Barnaby Joyce has backed Nationals deputy leader Bridget McKenzie for the lower house seat of Indi against Cathy McGowan two days after his public falling out with the high-profile independent MP.
The former Nationals leader said yesterday he would support Senator McKenzie running for the northeastern Victorian seat if the ambition was to improve the party’s numbers in federal parliament.
Mr Joyce also told The Australian he had talked on the floor of the parliament with Ms McGowan on Tuesday after she threatened to withdraw her support for the government if Nationals leader Michael McCormack were to be deposed.
Mr Joyce told Ten Eyewitness News yesterday he was not collecting leadership votes but would take the top job if asked.
The former leader has accused Ms McGowan of being two-faced and used regional media to savage her after she made her weekend threat about pulling support from the government.
The threat was linked with suggestions Mr Joyce was seeking a leadership role.
“Cathy, my door is always open if you wish to discuss anything with me that could be of such weight that you would make a public statement like you did about me, please feel free to see me first,” Mr Joyce told The Border Mail.
“Alternatively, please desist with the gushy charade that is part of the disingenuous patter that you partake every other time we meet.’’
The Australian photographed Mr Joyce and Ms McGowan deep in conversation in parliament on Tuesday as the Nationals circle to take over the seat.
Ms McGowan is expected to quit before the next election, opening the way for Senator McKenzie to contest the seat.
The Australian revealed yesterday that Senator McKenzie was moving her electorate office nearly 300km to Wodonga in Victoria’s northeast.
It is the chief population centre in Indi.
Senator McKenzie denied yesterday she was having a tilt at the Nationals leadership but refused to rule out being a candidate in the seat, which has a margin of 4.1 per cent over the Liberals.
Mr Joyce said: “The role of any political party is to win seats; if anybody suggests anything else they are misleading you.”
“The National Party should have absolute interest in trying to win Indi.
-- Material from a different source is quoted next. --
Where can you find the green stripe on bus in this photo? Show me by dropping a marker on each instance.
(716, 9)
The person who sits in the highest pantheon of political parties is the one who wins back seats.
“So if Bridget wants to do that, then of course she is to be supported in that approach.”
Victorian Nationals MP Andrew Broad also yesterday backed Senator McKenzie running.
“Everything that Bridget puts her mind to she does well. Bridget is a class act,” he said.
Mr McCormack did not say whether he supported Senator McKenzie running for Indi or whether he expected her to contest, but said: “As leader of the Nationals and Deputy Prime Minister, I look forward to helping Nationals candidates across the country to put our record of delivery and advocacy to regional people and their communities at the next election.”
Ms McGowan did not respond to a request for an interview.